White Balance Settings for Landscapes The rolling English countryside of the Somerset/Dorset border with the village of Corton Denham, Somerset, England. Canon 1Ds mkII, 70-200mm lens @ 120mm, ¼ sec @ f11, ISO 100, polarising filter. The warm light at the end of the day paints the landscape. With Auto White Balance the yellow/orange hue would be neutralised, but that light reminds me of long lingering summer evenings and the smell of barbecues. I'll opt to keep it with Daylight WB resolutely set.

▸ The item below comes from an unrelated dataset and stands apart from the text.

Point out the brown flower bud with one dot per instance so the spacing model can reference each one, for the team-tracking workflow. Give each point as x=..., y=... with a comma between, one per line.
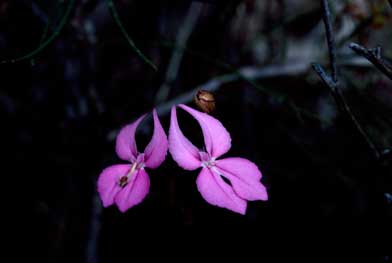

Sticking with the scene in your lounge AWB will do a good job of neutralising the orange cast, but as we know the light sources are tungsten lamps a better option would be to set a specific WB setting in camera rather than rely on the automatic setting. We can set tungsten (represented by a light bulb icon) in the camera's WB menu, or we can manually dial in a setting of 3200K, which we know to be the colour temperature of your light source. In practise the difference between all three of these options is imperceptible; try it and see. This shows us that to achieve a perfect neutral white balance to our images with crisp clean whites the WB setting in the camera needs to match the colour temperature of the light illuminating the scene we're photographing. The pre-set options on my Canon are AWB, Daylight (5200K), Shade (7000K), Cloudy (6000K), Tungsten (3200K) and Flourescent(4000K). Alternately we can dial in a specific colour temperature, anything from 2500 to 10000K. If the light has a lower CT then the camera's WB setting the scene will appear orange, a higher one will appear blue. Just to ram that point home with the Daylight WB set in camera the scene in your lounge with tungsten light sources will look unduly orange on the glowing monitor. If I change to Tungsten WB the picture of the room will then look neutral, but if I step outside into bright daylight with that same tungsten WB setting on the camera the image will look blue. If I finally return the camera to Daylight WB to match the hazy sun lighting your patio the colour balance of the image on my camera monitor will be neutral again. Clear? The best way to get your head around all this is to try it, look at scenes in different lighting with Live View and change the WB settings to see the effect. With scenes like your lounge we know the exact CT of the lamps, but out in the Great Wide Open things are not so quite clear cut. The nature and colour quality of natural light changes significantly through the 24 hour cycle, and also as the seasons and atmospheric conditions change. Understanding and being able to predict those changes is a crucial skill for a landscape photographer. It's a skill that never stops evolving, one that is a product of each and every dawn and dusk patrol, whether fruitful or not.